5
$\begingroup$

In the following integral, p(x) and q(x) are probability distributions. Can you help me to determine in what situation this integral is equal to infinity. For example, I think that such a situations is when only p(x) has an infinite peak.

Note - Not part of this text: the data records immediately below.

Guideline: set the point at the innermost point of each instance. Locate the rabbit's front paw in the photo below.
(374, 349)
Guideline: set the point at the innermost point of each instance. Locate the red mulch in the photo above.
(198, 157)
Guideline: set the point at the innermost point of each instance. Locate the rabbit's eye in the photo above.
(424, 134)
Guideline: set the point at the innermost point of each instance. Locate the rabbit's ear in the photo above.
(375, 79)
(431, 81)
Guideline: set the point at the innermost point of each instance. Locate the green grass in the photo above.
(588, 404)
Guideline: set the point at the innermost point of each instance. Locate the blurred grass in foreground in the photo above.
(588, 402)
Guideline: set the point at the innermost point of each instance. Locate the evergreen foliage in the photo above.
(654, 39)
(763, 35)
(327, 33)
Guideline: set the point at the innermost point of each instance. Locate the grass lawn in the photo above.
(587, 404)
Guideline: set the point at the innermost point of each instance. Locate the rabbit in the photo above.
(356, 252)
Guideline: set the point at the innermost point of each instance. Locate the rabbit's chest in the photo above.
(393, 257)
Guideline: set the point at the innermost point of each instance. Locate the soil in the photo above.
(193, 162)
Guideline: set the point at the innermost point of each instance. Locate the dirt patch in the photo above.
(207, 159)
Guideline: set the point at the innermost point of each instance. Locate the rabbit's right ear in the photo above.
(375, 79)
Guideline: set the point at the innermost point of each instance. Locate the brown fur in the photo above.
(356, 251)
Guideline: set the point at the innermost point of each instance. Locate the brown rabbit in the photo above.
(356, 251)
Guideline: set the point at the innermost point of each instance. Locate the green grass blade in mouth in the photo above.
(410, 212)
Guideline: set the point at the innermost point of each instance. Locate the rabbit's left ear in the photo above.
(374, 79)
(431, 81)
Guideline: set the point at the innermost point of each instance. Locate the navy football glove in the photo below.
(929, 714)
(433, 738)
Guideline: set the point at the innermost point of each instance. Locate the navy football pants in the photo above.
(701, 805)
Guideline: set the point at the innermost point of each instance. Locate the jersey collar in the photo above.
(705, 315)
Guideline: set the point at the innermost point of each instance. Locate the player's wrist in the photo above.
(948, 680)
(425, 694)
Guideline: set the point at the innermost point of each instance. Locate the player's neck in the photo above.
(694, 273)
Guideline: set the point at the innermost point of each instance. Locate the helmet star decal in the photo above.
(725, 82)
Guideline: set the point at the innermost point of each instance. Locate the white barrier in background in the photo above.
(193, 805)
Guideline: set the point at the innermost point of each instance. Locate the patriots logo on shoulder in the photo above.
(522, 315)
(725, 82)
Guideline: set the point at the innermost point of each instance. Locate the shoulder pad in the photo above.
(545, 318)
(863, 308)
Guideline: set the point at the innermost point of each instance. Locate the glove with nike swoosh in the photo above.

$\int_{-\infty}^{\infty}\{\log\frac{p(x)}{q(x)}\}p(x)dx$

Thank you very much!

2 Answers 2

4

As Dinesh says if the support of $\mathbf{P}$ includes points not in the support of $\mathbf{Q}$ then the Kullback-Leibler divergence will be infinite (or undefined). However this is not the only way this can happen. For a simple example I'll use a discrete distribution, so your integral becomes the sum $\sum_{n\in\mathbb{N}}\mathbf{P}(n)\log\left(\frac{\mathbf{P}(n)}{\mathbf{Q}(n)}\right)$ then define: $\mathbf{P}(n) = 2^{-n}$ and $\mathbf{Q}(n)=\begin{cases} 2^{-n-2^n} & n\geq 2\\ 1-\sum_{n=2}^\infty 2^{-n-2^n} & n=1\end{cases}$ then for $n\geq 2$, $\frac{\mathbf{P}(n)}{\mathbf{Q}(n)}=2^{2^n}$ so $\mathbf{P}(n)\log\left(\frac{\mathbf{P}(n)}{\mathbf{Q}(n)}\right)=1$. So: $D_{KL}(\mathbf{P}||\mathbf{Q})=\sum_{n=1}^\infty \mathbf{P}(n)\log\left(\frac{\mathbf{P}(n)}{\mathbf{Q}(n)}\right)=\infty$

I don't know if there are any nice necessary and sufficient conditions. But the best sufficient condition I can come up with is, in the discrete case: if Shannon's entropy of $\mathbf{P}$, $\mathrm{H}(\mathbf{P})$ is finite and $\log(\mathbf{Q}(x)),\frac{\mathrm{d}\mathbf{P}}{\mathrm{d}\mathbf{Q}}\in\mathscr{L}^2(\mathbf{Q})$. In the case of continuous distributions with pdfs it's just a matter of replacing all the pmfs with pdfs. The proof is identical in both cases: \begin{align} D_{KL}(\mathbf{P}||\mathbf{Q}) & =E_\mathbf{P}\left[\log\left(\frac{\mathrm{d}\mathbf{P}}{\mathrm{d}\mathbf{Q}}\right)\right]\\ & = E_\mathbf{P}(\log\mathbf{P}(x))-E_\mathbf{P}(\log\mathbf{Q}(x))\\ & = \mathrm{H}(\mathbf{P})-E_\mathbf{Q}\left[\frac{\mathrm{d}\mathbf{P}}{\mathrm{d}\mathbf{Q}}\log(\mathbf{Q}(x))\right] \end{align} In the final line the first term is finite by assumption and the second term is finite by the Schwarz inequality.

2

The integral that you have is the Kullback-Leibler divergence between distributions P and Q, $D_{KL}(P \parallel Q)$. This divergence is roughly a kind of a "distance" between the two distributions. The reason "distance" is in quotes is because this divergence is not symmetric and is hence not a metric. However, a useful way to think about the divergence $D_{KL}(P \parallel Q)$ is that it is the penalty paid for mistaking distribution $P$ as distribution $Q$. This statement can be made precise using information theory. If $D_{KL}(P \parallel Q)$ is infinity, it is because the two distributions are quite unlike each other that you incur an infinite penalty for mistaking $P$ as $Q$. This can happen for instance when distribution $P$ can produce values that distribution $Q$ can never do - in this case, mistaking $P$ as $Q$ is indeed a grievous error. I will leave it to you to interpret this in terms of the integral above to derive the condition under which the divergence is infinite.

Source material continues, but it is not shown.